Note that nothing has been committed yet. The files have been changed, but Git has not stored them in the repository. It only does it when you tell it to. Let's test the changes first before deciding whether to commit or not.

Testing the robot locally

With those changes, your robot should still work, but instead of exposing the credentials for everyone to see, it fetches them from an external file that is not stored in the repository. Run the robot to see if it still works!

Testing the robot in Robocorp Cloud development workspace

Currently, both the production and development workspaces contain the same version of the robot. Now you are going to push this shiny new version of the robot to the development workspace. This way, the production workspace stays untouched and undisturbed.

Push the robot from Robocorp Lab to Robocorp Cloud and run the process. It should fail! From the process output console, we see that the vault is missing: RobocloudVaultError: 404

404 is a HTTP response status code meaning "Not Found".
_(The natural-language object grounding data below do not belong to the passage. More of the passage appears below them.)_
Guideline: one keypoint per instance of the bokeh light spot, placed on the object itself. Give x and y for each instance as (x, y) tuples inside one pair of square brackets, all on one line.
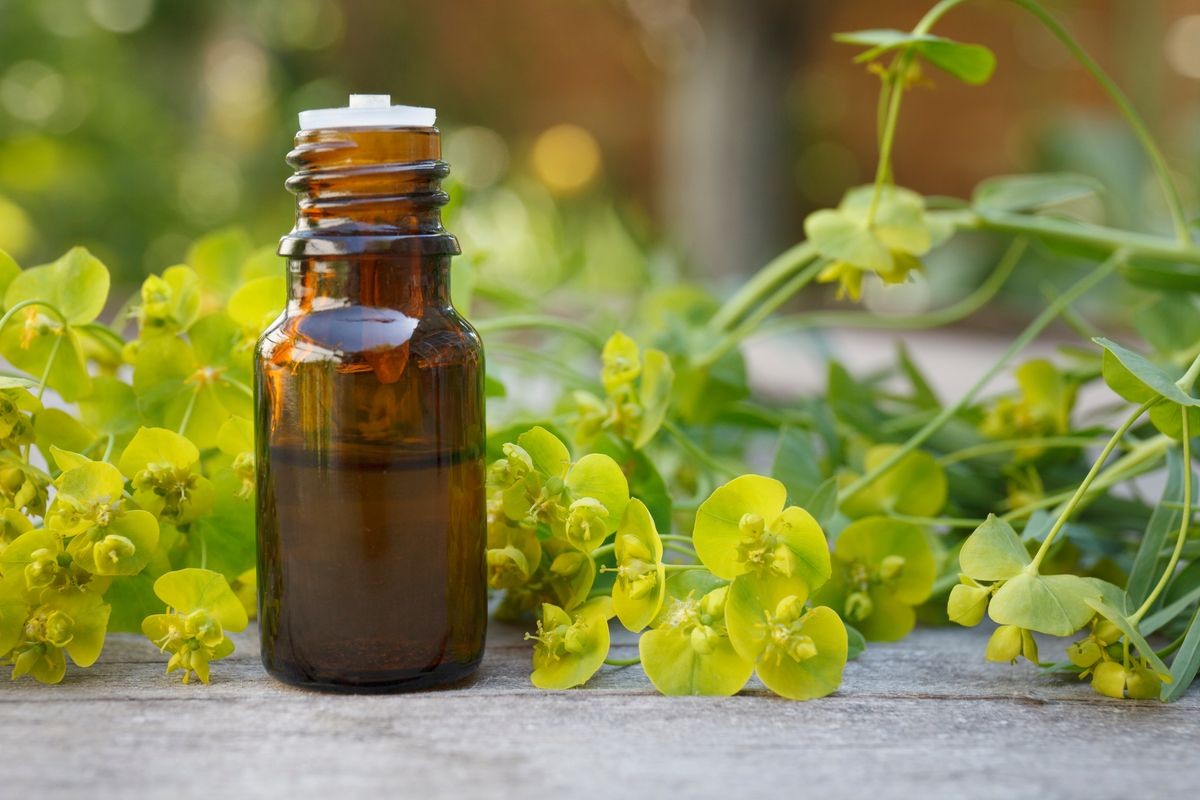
[(17, 232), (120, 16), (31, 91), (565, 158), (1183, 46)]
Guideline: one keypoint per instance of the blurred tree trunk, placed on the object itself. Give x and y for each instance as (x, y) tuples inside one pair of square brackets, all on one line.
[(729, 156)]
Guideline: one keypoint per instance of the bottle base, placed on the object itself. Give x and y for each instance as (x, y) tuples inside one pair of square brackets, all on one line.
[(442, 677)]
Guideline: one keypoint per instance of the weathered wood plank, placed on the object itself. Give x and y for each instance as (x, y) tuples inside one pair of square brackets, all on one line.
[(923, 717)]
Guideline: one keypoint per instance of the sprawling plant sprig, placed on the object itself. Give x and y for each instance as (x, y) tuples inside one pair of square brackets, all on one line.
[(126, 464), (141, 497), (893, 477)]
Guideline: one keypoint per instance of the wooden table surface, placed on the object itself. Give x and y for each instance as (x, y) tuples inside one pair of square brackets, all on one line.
[(927, 717)]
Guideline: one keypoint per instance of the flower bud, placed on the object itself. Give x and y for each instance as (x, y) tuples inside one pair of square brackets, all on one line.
[(1107, 631), (858, 606), (1005, 644), (703, 639), (802, 648), (751, 525), (712, 606), (631, 547), (1084, 653), (892, 566), (59, 629), (1144, 684), (111, 552), (967, 605), (1029, 647), (1109, 679), (567, 564), (790, 608)]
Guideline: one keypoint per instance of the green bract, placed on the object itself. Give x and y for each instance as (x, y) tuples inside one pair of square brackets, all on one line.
[(569, 648), (915, 486), (641, 578), (165, 470), (201, 607), (69, 623), (882, 567), (688, 649), (972, 64), (169, 302), (1043, 408), (1134, 378), (744, 533), (798, 651), (1056, 605), (889, 245), (637, 390), (581, 501), (48, 337)]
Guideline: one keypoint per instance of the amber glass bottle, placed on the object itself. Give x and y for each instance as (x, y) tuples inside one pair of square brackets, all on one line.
[(370, 421)]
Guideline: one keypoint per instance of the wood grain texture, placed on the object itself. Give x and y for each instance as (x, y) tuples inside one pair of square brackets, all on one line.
[(927, 717)]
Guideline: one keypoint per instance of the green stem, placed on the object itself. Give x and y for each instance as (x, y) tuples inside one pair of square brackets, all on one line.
[(1087, 481), (883, 166), (25, 304), (895, 89), (1185, 521), (937, 318), (940, 522), (679, 548), (768, 278), (766, 308), (695, 450), (1026, 336), (561, 324), (49, 362), (1174, 205), (187, 414), (622, 662), (993, 447), (1137, 462), (604, 549)]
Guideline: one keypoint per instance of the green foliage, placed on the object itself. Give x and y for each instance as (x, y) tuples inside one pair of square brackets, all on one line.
[(127, 505), (658, 517), (972, 64)]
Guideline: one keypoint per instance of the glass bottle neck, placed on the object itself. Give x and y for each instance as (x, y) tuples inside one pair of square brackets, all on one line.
[(408, 283), (369, 191)]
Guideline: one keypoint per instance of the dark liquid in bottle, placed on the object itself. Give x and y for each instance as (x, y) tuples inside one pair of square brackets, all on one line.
[(372, 578), (371, 501)]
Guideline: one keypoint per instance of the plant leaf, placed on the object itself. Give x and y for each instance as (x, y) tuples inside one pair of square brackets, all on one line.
[(973, 64), (1055, 605), (1032, 192)]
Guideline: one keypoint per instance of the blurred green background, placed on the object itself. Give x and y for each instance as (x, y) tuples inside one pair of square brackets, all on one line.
[(616, 142)]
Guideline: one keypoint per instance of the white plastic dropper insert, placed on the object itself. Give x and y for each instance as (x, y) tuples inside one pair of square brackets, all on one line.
[(369, 112)]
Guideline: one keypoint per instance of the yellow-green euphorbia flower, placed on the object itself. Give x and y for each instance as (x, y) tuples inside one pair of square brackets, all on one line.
[(201, 608), (70, 623), (581, 501), (641, 577), (165, 469), (744, 534), (882, 567), (798, 651), (106, 537), (570, 647), (688, 648)]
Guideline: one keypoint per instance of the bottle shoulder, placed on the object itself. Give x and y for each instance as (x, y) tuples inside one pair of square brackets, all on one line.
[(439, 335)]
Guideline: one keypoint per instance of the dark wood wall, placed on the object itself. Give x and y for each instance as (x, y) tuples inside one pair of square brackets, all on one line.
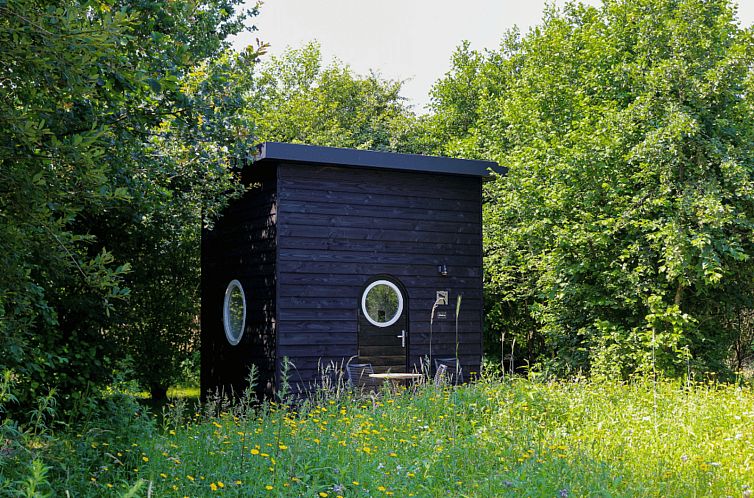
[(241, 246), (339, 226)]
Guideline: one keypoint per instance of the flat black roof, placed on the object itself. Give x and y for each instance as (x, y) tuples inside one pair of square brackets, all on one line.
[(312, 154)]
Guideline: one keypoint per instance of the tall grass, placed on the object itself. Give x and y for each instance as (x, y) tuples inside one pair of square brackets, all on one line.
[(492, 438)]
Creating a secret in the cloud vault

The local robot used the file-based secret for the credentials. The robot in the cloud cannot access that file on your computer. You need to provide the credentials in the cloud.

  • Navigate to Vault and click Add.
  • Enter robotsparebin as the name (the name has to match the secret name in the robot script).
  • Click Add item and enter username as the key and maria as the value.
  • Click Add item and enter password as the key and thoushallnotpass as the value.
  • Click Confirm to create the secret.

You can click on the lock icon to view the values if you want to ensure there are no typos!

Robocorp Cloud vault

Run the process

Rerun the robot. Now that the secret is available in the vault, the run should succeed!

What we learned

  • Secrets should be stored in a vault, not in the code repository.
  • The RPA.Robocloud.Secrets library provides the Get Secret keyword for easy secret retrieval.
  • A secret has a name and one or more key-value pairs.
  • Local robots can use a file-based vault (a JSON file).
  • The user home directory (/Users/<your-username> on macOS, /home/<your-username> on Linux, C:\Users\<your-username> on Windows) is one option for placing the secret file.
  • Robocorp-hosted Runtime Environments use Robocorp Cloud vault.
  • The Self-hosted Robocorp App can also use Robocorp Cloud vault.
  • Code changes are easy to view using either visual or command-line Git clients.